The New Frankenstein?

Part I of the Soul Series

There has been a lot of discussion lately about the rise of artificial intelligence (AI) and the danger it may pose.  This article discusses the theological ramifications of AI in Christian terms.  I believe some people actually have concerns that self-aware robots might have a soul, and are afraid of the turmoil that would cause among the faithful, particularly theologians.  I find that utterly impossible to consider seriously.

What I would like to consider is Oneness and the soul, as well as the ramifications of robots having self-awareness.  For this topic, I shall post three articles:  this post will deal with AI while the sequel will address human souls, and the third will discuss the divinity of objects.

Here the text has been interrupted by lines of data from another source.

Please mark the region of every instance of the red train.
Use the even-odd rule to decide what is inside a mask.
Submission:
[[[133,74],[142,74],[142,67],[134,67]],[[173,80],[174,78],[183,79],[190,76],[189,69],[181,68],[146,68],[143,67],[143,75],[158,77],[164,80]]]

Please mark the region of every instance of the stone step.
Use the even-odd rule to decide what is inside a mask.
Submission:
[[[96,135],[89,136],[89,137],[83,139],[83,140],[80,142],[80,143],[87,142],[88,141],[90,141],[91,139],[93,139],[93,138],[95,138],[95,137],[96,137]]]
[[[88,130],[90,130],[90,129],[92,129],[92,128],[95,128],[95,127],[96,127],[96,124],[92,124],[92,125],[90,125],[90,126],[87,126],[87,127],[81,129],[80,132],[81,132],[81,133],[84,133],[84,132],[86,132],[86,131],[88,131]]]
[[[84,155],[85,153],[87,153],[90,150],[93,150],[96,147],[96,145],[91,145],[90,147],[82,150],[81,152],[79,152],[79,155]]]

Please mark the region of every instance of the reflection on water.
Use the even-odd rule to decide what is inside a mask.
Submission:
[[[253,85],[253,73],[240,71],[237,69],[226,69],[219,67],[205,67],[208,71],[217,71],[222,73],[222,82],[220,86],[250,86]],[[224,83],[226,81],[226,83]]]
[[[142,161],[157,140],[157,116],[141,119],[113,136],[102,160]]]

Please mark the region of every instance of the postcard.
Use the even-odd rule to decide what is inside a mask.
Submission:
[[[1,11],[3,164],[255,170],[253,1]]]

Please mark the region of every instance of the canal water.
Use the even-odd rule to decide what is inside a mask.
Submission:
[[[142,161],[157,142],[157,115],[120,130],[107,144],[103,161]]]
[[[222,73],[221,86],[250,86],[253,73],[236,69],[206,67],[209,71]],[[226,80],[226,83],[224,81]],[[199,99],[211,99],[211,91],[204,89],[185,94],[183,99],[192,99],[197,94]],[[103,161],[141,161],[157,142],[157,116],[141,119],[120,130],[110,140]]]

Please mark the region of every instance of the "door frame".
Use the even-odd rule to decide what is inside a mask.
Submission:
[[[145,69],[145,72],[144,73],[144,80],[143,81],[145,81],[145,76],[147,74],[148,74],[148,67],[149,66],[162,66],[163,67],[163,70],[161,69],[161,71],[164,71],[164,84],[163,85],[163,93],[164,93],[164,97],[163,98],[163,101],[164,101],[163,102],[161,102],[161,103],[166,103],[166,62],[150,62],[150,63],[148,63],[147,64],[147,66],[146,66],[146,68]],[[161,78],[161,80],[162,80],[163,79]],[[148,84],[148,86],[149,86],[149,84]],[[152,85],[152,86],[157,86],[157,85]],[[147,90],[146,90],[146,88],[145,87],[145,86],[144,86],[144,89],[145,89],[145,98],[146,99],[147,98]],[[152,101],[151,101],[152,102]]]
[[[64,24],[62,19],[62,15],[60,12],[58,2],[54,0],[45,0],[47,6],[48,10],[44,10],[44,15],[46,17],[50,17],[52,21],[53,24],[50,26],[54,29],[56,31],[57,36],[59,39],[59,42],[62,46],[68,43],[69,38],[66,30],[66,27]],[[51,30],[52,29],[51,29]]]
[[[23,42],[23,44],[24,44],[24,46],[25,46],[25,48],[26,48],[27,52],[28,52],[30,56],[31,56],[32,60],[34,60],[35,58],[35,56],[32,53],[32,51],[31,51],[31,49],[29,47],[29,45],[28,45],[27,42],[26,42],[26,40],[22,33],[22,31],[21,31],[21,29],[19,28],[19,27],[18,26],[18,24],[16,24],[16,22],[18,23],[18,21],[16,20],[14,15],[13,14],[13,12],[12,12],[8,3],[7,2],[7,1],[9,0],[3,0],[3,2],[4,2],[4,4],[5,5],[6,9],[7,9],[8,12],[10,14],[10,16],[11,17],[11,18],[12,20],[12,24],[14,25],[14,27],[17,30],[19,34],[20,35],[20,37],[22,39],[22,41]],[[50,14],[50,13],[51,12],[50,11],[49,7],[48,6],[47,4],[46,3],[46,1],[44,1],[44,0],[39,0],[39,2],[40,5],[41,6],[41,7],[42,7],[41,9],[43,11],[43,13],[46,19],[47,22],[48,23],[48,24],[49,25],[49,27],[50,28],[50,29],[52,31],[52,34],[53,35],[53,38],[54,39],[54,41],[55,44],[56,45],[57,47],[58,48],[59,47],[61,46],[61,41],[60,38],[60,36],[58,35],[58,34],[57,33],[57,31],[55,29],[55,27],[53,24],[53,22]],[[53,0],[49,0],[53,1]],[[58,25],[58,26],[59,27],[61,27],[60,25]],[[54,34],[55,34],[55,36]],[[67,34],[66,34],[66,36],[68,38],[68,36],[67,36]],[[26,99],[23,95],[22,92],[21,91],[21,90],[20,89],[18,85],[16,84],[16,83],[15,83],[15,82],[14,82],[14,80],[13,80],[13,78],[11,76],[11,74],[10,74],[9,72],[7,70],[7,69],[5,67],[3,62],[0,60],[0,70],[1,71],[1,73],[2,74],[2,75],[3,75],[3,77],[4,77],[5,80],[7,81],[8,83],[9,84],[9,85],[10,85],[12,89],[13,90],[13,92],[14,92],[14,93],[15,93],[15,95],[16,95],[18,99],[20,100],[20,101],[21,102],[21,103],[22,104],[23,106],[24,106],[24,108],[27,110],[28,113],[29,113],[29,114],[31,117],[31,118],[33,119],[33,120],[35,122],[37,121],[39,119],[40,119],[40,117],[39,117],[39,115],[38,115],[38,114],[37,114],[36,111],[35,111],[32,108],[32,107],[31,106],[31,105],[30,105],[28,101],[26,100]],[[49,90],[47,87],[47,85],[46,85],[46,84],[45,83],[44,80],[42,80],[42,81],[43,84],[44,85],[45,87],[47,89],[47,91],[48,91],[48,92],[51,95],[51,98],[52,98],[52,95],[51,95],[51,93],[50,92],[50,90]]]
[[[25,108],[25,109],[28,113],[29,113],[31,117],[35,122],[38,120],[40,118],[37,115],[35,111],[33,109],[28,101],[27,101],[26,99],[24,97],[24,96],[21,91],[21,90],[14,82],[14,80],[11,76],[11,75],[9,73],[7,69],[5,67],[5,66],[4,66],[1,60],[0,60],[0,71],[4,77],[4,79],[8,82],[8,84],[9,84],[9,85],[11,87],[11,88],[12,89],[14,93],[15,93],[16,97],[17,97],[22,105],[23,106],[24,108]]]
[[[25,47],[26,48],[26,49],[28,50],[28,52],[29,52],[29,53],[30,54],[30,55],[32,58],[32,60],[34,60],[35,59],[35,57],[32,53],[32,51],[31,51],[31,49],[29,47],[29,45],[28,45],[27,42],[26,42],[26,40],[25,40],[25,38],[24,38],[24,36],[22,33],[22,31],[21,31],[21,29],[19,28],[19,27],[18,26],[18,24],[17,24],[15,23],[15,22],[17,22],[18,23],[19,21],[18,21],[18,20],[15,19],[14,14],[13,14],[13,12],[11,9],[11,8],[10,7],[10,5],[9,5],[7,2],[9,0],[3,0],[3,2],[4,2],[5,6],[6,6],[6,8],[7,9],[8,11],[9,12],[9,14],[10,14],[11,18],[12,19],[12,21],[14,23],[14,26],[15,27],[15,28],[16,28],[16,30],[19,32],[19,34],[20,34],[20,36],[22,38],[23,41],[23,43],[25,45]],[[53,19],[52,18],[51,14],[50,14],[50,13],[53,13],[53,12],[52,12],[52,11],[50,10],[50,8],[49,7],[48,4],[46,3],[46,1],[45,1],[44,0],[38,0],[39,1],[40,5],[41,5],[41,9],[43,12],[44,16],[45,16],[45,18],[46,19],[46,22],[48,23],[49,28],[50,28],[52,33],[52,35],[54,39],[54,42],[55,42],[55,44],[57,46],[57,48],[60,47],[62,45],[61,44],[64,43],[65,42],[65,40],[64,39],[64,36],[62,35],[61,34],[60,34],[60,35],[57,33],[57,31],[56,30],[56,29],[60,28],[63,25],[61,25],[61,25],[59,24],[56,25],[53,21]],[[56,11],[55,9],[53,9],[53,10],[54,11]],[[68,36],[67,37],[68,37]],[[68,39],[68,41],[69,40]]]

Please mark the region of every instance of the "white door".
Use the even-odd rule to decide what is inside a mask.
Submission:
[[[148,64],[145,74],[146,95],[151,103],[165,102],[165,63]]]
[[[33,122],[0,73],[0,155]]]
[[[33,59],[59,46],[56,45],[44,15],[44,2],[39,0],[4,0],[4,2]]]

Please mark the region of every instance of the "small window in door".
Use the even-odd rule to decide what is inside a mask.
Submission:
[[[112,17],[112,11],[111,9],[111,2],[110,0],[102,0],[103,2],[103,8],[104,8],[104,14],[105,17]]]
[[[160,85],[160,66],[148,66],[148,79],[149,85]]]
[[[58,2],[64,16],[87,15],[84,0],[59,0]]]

Regardless of ability, a robot is a machine, and can only do what it is made to do.  A robot can be made to move around, communicate, and perform tasks like a human would, but it is still a machine.  Even if a robot has an ethics program, the decisions it would make would be a result of its programming, and not of its own consideration.  Although such a robot might have a level of “free will” similar to ours (which isn’t saying much), that still cannot imply the presence of a soul.  Some may equate genetics with a robot’s programming, but I firmly disagree.  An engineer wrote the programming code, but God wrote the genetic code.  For me, this is what distinguishes an AI entity from a human; the human is a natural individual, and so their decisions have moral weight.  Since none of the ethical decisions made by the AI entity would be natural decisions, made by a natural individual, they would have no ethical weight, because the responsibility for its behavior would fall ultimately on its maker rather than on the robot itself.  The bestowal of self-awareness or an ethics program on a machine by its maker simply does not bring with it a soul.  The AI entity would participate in divinity no more and no less than any other nonliving object. 

What is worth considering is the danger self-aware robots may pose, as those dangers could become very real.  I hope robotics engineers take thought for these concerns, and develop their projects accordingly.

Making biological/robotic hybrids is another matter entirely, one which I am unable to grapple with today as the parameters for such a thing are thankfully not available.  If someday we are faced with it, then I hope we shall face it with wisdom and grace.